They came from states, and countries, amassing in Arizona, filling the State Farm Stadium to capacity with about 73,000, and approximately another 127,000 watching in overflow venues, according to sources, all to honor the life of Charlie Kirk.
Later, White House Communications Director, Steven Cheung shared TV images of the memorial service. Noting the coverage he said, “Every single network across America and many around the world took this revival live.”
Andrew Kolvet, producer of “The Charlie Kirk Show,” told of some more eye popping numbers. “There were over 100 million streamers for the tribute. Over 100 million people heard the Gospel again and again by speaker after speaker. Truly remarkable.”
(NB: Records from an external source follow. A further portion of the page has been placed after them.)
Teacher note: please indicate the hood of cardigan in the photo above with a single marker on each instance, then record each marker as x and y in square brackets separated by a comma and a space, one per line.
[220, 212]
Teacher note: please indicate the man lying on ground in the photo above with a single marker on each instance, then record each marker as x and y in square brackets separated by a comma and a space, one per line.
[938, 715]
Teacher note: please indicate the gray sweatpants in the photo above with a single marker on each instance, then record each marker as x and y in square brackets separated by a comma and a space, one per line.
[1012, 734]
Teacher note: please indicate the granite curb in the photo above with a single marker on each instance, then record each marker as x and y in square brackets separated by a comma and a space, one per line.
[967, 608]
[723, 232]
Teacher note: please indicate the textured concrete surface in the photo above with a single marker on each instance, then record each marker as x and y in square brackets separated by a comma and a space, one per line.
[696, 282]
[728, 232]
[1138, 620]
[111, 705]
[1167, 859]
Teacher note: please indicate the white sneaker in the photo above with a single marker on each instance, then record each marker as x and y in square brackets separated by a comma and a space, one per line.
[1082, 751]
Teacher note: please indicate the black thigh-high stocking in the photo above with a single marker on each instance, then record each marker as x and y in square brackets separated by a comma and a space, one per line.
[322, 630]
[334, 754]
Yet, leftists were desperate for a festival of anger and fear from Charlie Kirk’s packed memorial service on that Sunday in September.
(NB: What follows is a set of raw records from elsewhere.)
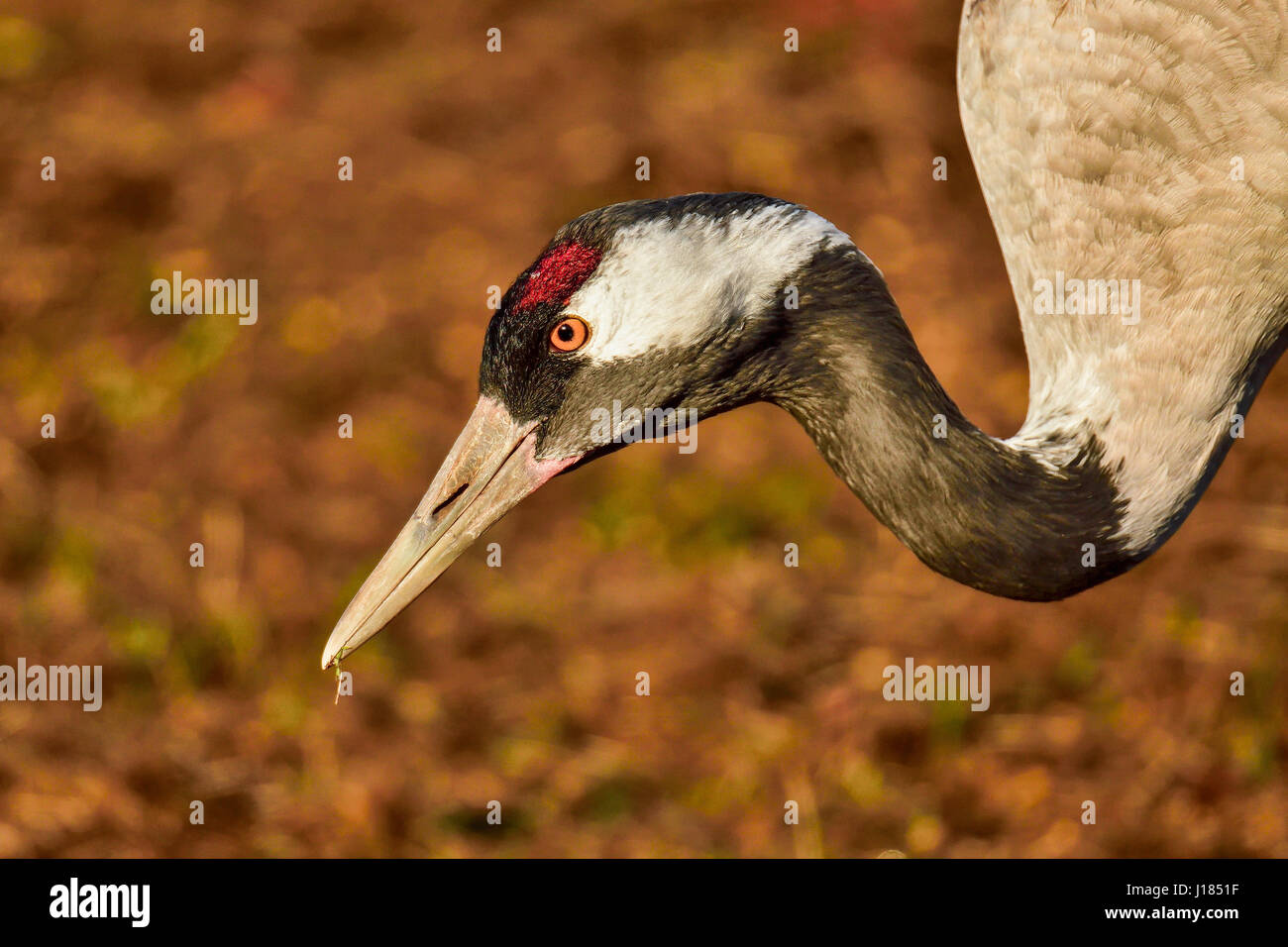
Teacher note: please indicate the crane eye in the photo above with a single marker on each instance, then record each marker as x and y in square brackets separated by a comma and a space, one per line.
[570, 335]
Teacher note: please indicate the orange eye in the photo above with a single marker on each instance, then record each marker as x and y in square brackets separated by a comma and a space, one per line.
[570, 335]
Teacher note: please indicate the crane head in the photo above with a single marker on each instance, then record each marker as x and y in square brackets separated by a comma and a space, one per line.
[657, 309]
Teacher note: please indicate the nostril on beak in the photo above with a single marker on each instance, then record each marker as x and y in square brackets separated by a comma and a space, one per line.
[450, 500]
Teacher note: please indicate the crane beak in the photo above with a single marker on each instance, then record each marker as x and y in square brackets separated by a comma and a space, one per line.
[489, 470]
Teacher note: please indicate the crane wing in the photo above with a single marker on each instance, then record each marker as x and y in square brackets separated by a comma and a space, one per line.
[1133, 157]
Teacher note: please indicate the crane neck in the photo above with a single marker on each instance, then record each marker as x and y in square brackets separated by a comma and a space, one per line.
[1024, 522]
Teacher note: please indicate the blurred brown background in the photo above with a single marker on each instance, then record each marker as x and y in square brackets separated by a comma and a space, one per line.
[518, 684]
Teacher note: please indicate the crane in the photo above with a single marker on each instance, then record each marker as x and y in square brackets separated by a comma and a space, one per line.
[1132, 158]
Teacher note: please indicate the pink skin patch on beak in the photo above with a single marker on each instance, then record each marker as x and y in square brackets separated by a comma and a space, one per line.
[542, 471]
[559, 273]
Newsrooms and pundits throughout the land were no doubt salivating at the sight of a Republican gathering they could mock as a “Nazi” rally, another Nuremberg, a gathering of hatred in memory of a man they despised.
What they got was worship instead — and on a scale rarely seen in human history.
Journalist and author Saleno Zito captured the moment perfectly:
“The left & the press & the Never Trump folks were expecting a Wellstone moment. (Look it up),” she wrote in a post on the social media platform X.
“What they got was a revival. An Awakening. Likely the most viewed gospel presentation ever in the history of the country perhaps the [world emoji]. They really have no idea what has been unleashed.”
Zito’s “Wellstone moment” was a reference to the 2002 memorial service for Minnesota Democratic senator Paul Wellstone, which degenerated so disgracefully into a political rally that a writer for the liberal website Slate noted the service had been “overshadowed” by “the angry piety of populism.”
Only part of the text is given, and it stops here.